In den nächsten Jahren wuchs die
Mitgliederzahl ständig, die Aufgaben wurden vielfältiger, man konnte vor Ort einiges bewegen und
arbeitete auch auf Kreisebene mit.
1959 übernahm Frau Elisabeth
Hellriegel den Vorsitz. Aus den Berichten geht hervor, daß sich Frauen
weiterhin zu Strickabenden trafen. Aber es gab nun auch andere
Aktivitäten. Kranke und Wöchnerinnen wurden besucht. Konfirmanten
bekamen zu ihrem Ehrentag Geschenke.
Als 1945 wieder ein schrecklicher
Krieg zu Ende war, fanden sich Männer und Frauen, die praktische Nächstenliebe auf ihre
Fahnen geschrieben hatten und auch ausübten.
Schon im Januar 1946 entstand in ganz
Deutschland die AWO neu. Nach all den Jahren der politischen und
rassistischen Verfolgungen, dem Elend des unheilvollen Krieges, des
Sterbens so vieler Menschen, den Vertreibungen, der Vernichtung ganzer
Lebensräume, der Wohnungsnot und des Hungers war ein Überleben ohne
Wohlfahrtsverbände, zu denen auch die Arbeiterwohlfahrt gehört, nicht
möglich.
Sie wurde ein fester Bestandteil in
unserer Gesellschaft und wird auch in Zukunft unverzichtbar bleiben.
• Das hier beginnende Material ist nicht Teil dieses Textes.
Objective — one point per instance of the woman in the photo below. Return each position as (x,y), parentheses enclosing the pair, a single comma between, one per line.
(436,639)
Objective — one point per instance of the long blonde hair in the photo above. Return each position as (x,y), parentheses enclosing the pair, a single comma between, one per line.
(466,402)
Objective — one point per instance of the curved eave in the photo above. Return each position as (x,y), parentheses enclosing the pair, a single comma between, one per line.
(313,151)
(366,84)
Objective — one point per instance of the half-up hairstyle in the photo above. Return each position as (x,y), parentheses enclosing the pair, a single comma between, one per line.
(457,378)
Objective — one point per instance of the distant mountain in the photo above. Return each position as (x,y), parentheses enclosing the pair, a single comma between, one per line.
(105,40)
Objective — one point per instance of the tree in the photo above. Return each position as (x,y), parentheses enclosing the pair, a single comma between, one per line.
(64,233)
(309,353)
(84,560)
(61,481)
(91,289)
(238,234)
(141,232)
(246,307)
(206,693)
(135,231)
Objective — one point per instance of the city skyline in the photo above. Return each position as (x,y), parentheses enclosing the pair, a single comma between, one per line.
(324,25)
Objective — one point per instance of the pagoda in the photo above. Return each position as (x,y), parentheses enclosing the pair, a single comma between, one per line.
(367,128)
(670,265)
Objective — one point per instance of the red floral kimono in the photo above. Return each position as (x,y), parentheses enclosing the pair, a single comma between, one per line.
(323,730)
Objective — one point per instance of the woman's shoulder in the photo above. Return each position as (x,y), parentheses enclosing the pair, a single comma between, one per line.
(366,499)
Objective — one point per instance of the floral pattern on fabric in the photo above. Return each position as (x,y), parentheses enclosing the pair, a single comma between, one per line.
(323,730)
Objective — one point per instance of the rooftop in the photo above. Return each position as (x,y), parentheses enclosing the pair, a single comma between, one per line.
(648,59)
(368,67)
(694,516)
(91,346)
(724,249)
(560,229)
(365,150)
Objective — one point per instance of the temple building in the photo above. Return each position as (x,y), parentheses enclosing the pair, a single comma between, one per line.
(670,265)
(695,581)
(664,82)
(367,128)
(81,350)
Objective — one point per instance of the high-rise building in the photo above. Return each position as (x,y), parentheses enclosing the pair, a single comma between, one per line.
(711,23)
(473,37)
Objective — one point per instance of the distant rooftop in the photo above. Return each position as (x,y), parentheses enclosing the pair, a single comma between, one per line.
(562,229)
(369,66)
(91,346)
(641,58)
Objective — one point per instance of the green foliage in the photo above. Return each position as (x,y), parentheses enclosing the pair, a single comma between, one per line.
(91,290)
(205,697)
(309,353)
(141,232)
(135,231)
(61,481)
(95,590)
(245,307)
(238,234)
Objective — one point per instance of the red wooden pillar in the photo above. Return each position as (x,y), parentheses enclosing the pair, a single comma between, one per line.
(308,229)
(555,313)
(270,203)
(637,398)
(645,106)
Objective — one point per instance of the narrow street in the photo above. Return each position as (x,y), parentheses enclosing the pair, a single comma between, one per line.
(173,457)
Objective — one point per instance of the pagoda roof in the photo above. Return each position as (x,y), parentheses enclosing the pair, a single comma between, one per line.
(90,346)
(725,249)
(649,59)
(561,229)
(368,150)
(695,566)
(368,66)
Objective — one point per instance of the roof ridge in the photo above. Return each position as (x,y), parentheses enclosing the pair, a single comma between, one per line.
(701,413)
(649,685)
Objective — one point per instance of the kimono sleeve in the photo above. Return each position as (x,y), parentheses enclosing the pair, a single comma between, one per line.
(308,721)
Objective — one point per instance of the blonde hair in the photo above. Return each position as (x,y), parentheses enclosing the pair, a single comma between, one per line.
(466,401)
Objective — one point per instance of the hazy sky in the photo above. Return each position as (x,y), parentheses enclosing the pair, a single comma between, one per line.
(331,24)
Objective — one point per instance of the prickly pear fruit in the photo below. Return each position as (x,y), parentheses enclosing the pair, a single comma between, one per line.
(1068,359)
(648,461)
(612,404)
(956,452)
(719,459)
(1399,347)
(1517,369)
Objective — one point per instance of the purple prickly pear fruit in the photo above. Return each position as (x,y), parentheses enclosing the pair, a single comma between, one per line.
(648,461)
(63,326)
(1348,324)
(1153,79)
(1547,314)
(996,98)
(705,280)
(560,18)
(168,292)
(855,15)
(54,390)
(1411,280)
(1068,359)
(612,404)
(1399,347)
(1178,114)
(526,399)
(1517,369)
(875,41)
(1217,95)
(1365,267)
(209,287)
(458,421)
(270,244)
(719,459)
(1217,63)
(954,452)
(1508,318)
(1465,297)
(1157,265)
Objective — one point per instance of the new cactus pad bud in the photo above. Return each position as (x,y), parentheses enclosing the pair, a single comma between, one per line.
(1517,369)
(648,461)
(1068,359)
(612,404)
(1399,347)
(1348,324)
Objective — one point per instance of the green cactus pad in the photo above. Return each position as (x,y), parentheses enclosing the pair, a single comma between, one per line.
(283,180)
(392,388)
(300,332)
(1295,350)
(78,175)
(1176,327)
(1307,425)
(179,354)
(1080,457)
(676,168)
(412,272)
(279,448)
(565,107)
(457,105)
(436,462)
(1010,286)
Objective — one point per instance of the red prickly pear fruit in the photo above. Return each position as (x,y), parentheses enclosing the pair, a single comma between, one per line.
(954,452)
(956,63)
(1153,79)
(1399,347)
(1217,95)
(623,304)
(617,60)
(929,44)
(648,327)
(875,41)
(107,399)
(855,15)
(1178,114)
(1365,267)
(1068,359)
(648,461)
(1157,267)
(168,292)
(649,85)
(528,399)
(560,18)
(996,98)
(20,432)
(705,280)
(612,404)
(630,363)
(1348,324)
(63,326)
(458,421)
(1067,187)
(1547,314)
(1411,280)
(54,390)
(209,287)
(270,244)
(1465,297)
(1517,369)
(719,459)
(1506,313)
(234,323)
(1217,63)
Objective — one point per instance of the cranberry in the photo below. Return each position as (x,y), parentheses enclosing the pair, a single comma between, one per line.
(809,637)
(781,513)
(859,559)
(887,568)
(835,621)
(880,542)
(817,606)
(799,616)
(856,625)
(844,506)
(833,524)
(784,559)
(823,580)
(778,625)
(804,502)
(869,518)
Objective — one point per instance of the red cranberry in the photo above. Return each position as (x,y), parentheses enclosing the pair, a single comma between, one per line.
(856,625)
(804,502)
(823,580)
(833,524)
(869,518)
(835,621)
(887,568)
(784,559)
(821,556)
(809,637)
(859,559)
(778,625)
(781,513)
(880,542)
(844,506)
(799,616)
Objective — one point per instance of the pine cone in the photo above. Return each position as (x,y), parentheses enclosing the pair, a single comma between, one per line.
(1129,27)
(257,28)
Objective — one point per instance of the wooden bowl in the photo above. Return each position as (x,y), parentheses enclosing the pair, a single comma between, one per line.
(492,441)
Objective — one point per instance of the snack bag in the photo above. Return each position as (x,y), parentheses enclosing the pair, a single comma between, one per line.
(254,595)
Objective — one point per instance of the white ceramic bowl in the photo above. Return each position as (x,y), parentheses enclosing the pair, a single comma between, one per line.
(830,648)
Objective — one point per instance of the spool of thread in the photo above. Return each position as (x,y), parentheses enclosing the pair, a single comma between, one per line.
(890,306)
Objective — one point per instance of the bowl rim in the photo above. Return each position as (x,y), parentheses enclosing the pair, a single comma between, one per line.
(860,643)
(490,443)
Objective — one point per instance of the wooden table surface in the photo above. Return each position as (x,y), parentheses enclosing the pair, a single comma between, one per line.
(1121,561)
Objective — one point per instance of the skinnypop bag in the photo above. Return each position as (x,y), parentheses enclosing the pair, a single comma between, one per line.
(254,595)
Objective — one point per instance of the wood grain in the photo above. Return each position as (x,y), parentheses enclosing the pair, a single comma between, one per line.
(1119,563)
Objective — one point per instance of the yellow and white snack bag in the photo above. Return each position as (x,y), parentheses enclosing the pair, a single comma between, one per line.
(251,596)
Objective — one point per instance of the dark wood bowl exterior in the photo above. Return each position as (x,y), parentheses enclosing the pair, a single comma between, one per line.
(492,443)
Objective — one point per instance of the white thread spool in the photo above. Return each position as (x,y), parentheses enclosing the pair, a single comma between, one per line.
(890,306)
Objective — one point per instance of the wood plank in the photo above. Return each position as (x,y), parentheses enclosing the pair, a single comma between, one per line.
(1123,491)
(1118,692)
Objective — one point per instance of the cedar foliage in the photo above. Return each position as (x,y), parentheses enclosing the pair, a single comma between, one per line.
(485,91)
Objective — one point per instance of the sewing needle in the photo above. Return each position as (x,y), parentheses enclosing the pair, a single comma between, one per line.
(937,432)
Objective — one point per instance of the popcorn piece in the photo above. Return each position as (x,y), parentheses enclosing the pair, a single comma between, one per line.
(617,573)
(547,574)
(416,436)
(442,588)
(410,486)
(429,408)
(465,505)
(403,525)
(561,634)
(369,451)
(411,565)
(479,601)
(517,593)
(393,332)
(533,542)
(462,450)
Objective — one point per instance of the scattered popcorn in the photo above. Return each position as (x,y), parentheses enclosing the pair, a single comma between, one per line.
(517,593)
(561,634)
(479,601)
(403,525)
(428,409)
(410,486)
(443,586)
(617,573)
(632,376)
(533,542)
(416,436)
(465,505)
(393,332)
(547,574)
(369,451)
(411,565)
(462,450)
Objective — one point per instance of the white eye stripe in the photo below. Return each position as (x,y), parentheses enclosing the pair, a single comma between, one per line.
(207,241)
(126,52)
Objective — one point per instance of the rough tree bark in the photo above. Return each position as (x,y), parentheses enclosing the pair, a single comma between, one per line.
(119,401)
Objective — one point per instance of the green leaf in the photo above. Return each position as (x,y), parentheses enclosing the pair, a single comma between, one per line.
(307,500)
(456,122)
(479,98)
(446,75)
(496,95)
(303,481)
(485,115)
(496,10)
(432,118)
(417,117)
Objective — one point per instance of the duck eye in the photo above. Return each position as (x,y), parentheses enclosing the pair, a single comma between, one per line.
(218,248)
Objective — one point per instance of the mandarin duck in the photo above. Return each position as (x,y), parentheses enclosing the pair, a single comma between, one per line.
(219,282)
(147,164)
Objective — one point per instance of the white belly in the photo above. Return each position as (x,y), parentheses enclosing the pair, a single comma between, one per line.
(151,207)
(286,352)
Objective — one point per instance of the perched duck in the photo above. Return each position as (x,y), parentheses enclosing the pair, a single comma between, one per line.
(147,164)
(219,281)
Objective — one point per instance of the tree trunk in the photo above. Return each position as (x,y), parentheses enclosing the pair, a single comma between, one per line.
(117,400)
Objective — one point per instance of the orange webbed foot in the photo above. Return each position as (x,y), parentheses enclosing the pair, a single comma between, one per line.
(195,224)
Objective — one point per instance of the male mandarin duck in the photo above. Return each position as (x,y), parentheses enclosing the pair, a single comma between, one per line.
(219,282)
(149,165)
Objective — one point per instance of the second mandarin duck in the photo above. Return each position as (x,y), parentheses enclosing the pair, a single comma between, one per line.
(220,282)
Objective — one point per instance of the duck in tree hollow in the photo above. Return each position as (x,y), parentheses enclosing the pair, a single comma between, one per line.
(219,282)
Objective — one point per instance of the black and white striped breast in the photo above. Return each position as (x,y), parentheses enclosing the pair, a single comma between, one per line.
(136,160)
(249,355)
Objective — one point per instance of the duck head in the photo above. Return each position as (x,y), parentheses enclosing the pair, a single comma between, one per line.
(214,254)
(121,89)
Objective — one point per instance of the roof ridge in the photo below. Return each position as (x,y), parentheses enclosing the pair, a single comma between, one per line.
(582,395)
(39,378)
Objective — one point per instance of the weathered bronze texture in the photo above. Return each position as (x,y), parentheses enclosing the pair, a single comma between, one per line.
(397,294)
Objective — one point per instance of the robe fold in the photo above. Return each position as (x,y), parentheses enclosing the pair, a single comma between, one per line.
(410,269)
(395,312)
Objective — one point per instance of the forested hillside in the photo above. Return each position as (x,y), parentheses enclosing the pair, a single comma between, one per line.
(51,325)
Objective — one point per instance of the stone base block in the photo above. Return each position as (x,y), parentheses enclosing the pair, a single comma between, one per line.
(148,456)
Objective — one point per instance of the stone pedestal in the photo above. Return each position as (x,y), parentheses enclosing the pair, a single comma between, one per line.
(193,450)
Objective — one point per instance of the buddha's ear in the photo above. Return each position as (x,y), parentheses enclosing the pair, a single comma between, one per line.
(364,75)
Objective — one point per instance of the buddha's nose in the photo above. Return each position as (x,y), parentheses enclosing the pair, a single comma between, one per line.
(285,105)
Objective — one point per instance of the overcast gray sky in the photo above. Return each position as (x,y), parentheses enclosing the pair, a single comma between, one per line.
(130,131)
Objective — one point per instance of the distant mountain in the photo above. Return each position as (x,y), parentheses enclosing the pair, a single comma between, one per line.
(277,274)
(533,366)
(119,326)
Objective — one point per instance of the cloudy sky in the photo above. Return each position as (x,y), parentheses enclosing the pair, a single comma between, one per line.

Dafür sprechen die über 400.000 Mitglieder und weit über 100.00 ehrenamtlichen Helfer
bundesweit.
Seit einigen Jahren findet man die
Erzhäuser Frauen der Arbeiterwohlfahrt alljährlich in der Weihnachtszeit
auf dem Wochenmarkt. Hier werden unter anderem köstliche Marmeladen und
Gelees sowie die beliebten handgestrickten Strümpfe zum Verkauf
angeboten.
Der Erlös kommt jedes Jahr
verschiedenen Einrichtungen und Hilfsbedürftigen in Erzhausen und
Umgebung zu Gute. Bereits seit mehr als 40 Jahren werden die
SOS-Kinderdörfer unterstützt. Unter großem Arbeitsaufwand werden
jährlich zu Weihnachten viele Sach- und Geldspenden an ältere
Mitglieder, Mitbürger, Kranke und Bedürftige verteilt.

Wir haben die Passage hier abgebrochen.